Voor het Hof was in geschil of belanghebbende de voor die lijfrente berekende
koopsom van ƒ 292.712 in 1996 gelet op hetgeen is bepaald in artikel 45, lid
5, van de Wet op de inkomstenbelasting 1964, tekst 1996 (hierna: de Wet) als
persoonlijke verplichting op zijn onzuiver inkomen in mindering kon brengen.
3.2. Het Hof heeft
geoordeeld dat niet kan worden gezegd dat belanghebbende de lijfrente heeft
bedongen als tegenprestatie voor de overdracht van zijn onderneming aan de BV
op de wijze als bedoeld in artikel 45, lid 5, van de Wet.
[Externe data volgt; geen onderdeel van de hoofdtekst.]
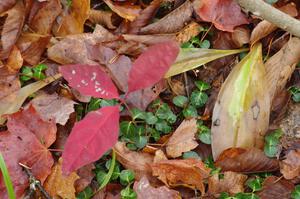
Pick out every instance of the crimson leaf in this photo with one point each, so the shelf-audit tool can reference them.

Het heeft daarvoor
redengevend geoordeeld dat naar het bepaalde in artikel 45, lid 5, aanhef en
letter a, sub 2, van de Wet premies voor aan een lichaam verschuldigde lijfrenten
alleen in aanmerking worden genomen indien de lijfrenten zijn bedongen als tegenprestatie
voor de overdracht van een onderneming aan dat lichaam, en dat onder een overdracht
in de zin van de vorenbedoelde bepaling niet dient te worden begrepen de overdracht
van een onderneming onmiddellijk gevolgd door een tevoren overeengekomen overdracht
aan een derde.
3.3. Onderdeel b van
het middel, dat dit laatstvermelde oordeel bestrijdt, faalt aangezien dit oordeel
juist is.
3.4. Voorts heeft
het Hof overwogen dat belanghebbende nog heeft gesteld dat hij zich, al voordat
sprake was van het voornemen tot overdracht van de onderneming aan een derde,
had verbonden tot oprichting van de BV en tot overdracht van de onderneming
aan de BV maar dat belanghebbende die stelling naar het oordeel van het Hof
niet aannemelijk heeft gemaakt.
Wat er zij van het belang van dit oordeel voor de juistheid van het onder 3.2
als eerste vermelde oordeel, het oordeel berust op de aan het Hof voorbehouden
waardering van de bewijsmiddelen. Het tegen dit oordeel gerichte onderdeel a
van het middel faalt derhalve reeds hierom eveneens.
4. Proceskosten
De Hoge Raad acht geen termen aanwezig voor een veroordeling in de proceskosten.
5. Beslissing
De Hoge Raad verklaart het beroep ongegrond.
Dit arrest is gewezen door de vice-president G.J. Zuurmond als voorzitter, en de raadsheren D.G. van Vliet, P. Lourens, C.B. Bavinck en J.W. van den Berge, in tegenwoordigheid van de waarnemend griffier E. Cichowski, en in het openbaar uitgesproken op 12 september 2003.